Thinking out of Prolog and into Haskell - Generating Lists of Truth-Value Combinations

Question

I know a bit of a Prolog and have just started some self-study in Haskell. I have been working through the 99 Problems for Haskell, learning much along the way and really enjoying Haskell. Sometimes I try to clarify my understanding of a problem space by coding something in Prolog and then thinking how that solution might relate to a functional approach in Haskell. Tonight, while working on the problems about logic (problems 47 and 48), I got distracted trying to accomplish the simple task of building up a list of the lists of all truth-value combinations with n values. I want a function tValues :: Int -> [[Bool]]. This problem can be solved in a very straightforward and declarative way in Prolog, e.g.:

combinations_of_n_truth_values(N, AllValues) :-
    findall(Values, n_truth_values(N, Values), AllValues).

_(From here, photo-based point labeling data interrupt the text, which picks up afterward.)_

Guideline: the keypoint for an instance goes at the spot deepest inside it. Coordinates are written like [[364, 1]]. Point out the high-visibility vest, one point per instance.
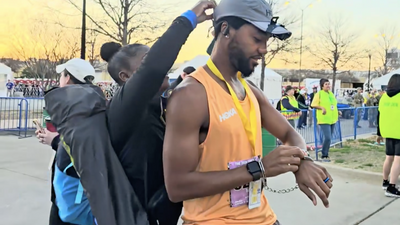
[[389, 111], [329, 102], [290, 115]]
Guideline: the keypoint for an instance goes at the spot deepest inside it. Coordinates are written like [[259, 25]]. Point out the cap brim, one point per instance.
[[276, 30], [60, 68]]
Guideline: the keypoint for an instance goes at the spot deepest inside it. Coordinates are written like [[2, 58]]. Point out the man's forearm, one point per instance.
[[202, 184], [292, 138]]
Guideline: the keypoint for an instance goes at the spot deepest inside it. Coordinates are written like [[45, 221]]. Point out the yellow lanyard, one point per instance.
[[249, 126]]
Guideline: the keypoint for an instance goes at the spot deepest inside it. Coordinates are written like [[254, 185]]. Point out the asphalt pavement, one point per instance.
[[355, 199]]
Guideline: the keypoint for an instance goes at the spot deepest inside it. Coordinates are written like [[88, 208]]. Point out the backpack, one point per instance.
[[71, 201]]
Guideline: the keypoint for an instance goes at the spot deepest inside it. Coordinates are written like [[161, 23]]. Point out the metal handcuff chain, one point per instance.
[[281, 191], [269, 189]]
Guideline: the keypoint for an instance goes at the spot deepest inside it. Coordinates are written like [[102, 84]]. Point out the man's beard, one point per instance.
[[239, 60]]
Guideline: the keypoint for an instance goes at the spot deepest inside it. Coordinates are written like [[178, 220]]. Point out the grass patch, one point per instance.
[[359, 154]]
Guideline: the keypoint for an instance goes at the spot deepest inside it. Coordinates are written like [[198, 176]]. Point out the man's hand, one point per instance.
[[311, 176], [282, 160], [201, 8]]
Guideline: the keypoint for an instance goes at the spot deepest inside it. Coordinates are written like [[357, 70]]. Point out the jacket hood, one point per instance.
[[74, 101], [393, 92]]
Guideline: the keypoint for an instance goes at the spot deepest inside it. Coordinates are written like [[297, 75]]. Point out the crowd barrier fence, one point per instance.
[[17, 115]]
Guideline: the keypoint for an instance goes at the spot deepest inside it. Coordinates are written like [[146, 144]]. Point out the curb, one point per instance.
[[353, 174]]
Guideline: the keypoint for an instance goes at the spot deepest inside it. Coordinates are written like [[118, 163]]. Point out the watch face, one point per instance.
[[254, 167]]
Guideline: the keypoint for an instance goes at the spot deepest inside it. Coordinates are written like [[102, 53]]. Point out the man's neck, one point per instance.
[[221, 61]]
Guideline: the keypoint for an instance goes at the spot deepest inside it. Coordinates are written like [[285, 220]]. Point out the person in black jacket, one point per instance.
[[186, 72], [138, 140]]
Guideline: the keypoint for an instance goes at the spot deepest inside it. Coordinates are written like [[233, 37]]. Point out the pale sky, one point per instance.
[[364, 17]]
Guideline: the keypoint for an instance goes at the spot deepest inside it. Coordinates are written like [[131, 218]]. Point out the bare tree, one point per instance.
[[335, 46], [93, 49], [126, 21], [275, 46], [386, 49], [43, 49]]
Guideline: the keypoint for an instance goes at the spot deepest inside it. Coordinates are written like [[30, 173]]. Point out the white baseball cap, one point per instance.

n_truth_values(N, TruthValues) :-
    length(TruthValues, N),
    maplist(truth_value, TruthValues).

truth_value(true).
truth_value(false).

When used, the variable AllValues will unify with the desired list of lists of truth-values. I would like to know how an experienced Haskell programmer would go about solving this same problem. I would expect there is an equally straightforward and declarative solution, but I can't seem to get my Haskell brain functioning in the right way.

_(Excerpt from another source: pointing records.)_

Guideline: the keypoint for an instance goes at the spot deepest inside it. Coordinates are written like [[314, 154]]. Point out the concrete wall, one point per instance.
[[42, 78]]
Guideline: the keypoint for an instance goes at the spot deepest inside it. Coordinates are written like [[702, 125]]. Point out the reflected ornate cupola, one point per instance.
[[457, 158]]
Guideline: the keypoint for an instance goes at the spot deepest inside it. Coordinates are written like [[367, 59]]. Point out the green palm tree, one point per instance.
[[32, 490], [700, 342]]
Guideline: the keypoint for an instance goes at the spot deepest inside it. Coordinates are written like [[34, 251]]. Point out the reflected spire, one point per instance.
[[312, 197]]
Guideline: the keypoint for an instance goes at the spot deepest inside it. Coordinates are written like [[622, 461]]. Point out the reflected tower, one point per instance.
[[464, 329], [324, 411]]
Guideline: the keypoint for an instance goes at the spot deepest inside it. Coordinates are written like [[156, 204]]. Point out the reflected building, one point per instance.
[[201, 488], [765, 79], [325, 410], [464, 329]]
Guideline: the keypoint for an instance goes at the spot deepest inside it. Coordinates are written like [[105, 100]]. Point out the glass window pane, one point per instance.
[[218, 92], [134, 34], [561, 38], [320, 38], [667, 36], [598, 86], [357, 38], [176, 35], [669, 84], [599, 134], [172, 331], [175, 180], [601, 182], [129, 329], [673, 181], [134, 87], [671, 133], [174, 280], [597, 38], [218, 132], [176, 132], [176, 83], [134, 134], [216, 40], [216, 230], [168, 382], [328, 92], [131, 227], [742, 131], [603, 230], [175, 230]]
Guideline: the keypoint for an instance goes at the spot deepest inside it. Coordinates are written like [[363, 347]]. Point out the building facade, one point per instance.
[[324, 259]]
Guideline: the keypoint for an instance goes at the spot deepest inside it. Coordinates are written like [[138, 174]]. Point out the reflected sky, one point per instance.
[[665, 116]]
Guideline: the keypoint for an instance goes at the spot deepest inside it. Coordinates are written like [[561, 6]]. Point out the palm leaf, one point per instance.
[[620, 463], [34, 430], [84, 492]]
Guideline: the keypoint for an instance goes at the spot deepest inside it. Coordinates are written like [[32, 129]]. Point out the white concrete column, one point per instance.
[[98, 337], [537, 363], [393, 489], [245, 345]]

I have fiddled with some semi-analogs using list comprehensions, such as the following:

tValues:: Int -> [[Bool]]
tValues 0 = []
tValues n = [v:vs | v  <- tValue
                  , vs <- tValues (n-1) ] 

tValue :: [Bool]
tValue = [True, False]

but tValues only returns []. I think I just need some human-to-human engagement to help shake my head clear and maybe grace me with a deeper insight.

Many thanks.

Answer 1

In pseudo-code, your list comprehension

[v:vs | v  <- tValue
      , vs <- tValues (n-1) ] 

equals

for any combination of two elements in `tValue`  and `tValues (n-1)`
    cons the first onto the latter

However, tValues has no elements to begin with, it is an empty list. Lets simulate this for n = 1:

tValues 1 = [v:vs | v  <- tValue
                  , vs <- tValues 0 ] 
          = [v:vs | v  <- [True, False]
                  , vs <- [] ] 
            -- since there is no vs
          = []

This propagates throughout the whole recursion. The solution is quite simple: change the base case to contain an empty combination:

tValues 0 = [[]] -- or: return []

Now the simulation yields:

tValues 1 = [v:vs | v  <- tValue
                  , vs <- tValues 0 ] 
          = [v:vs | v  <- [True, False]
                  , vs <- [[]]] 
            -- vs is []
          = [True:[],False:[]]
          = [[True],[False]]

Which is just what we wanted.

Answer 2

With the list monad,

g n = mapM (\_-> [True, False]) [1..n]

About your function's base case. As the function returns a list containing all truth-values lists of length n, it follows that for n=0 it should return a list containing all truth-values lists of length 0, i.e. a list containing one empty list.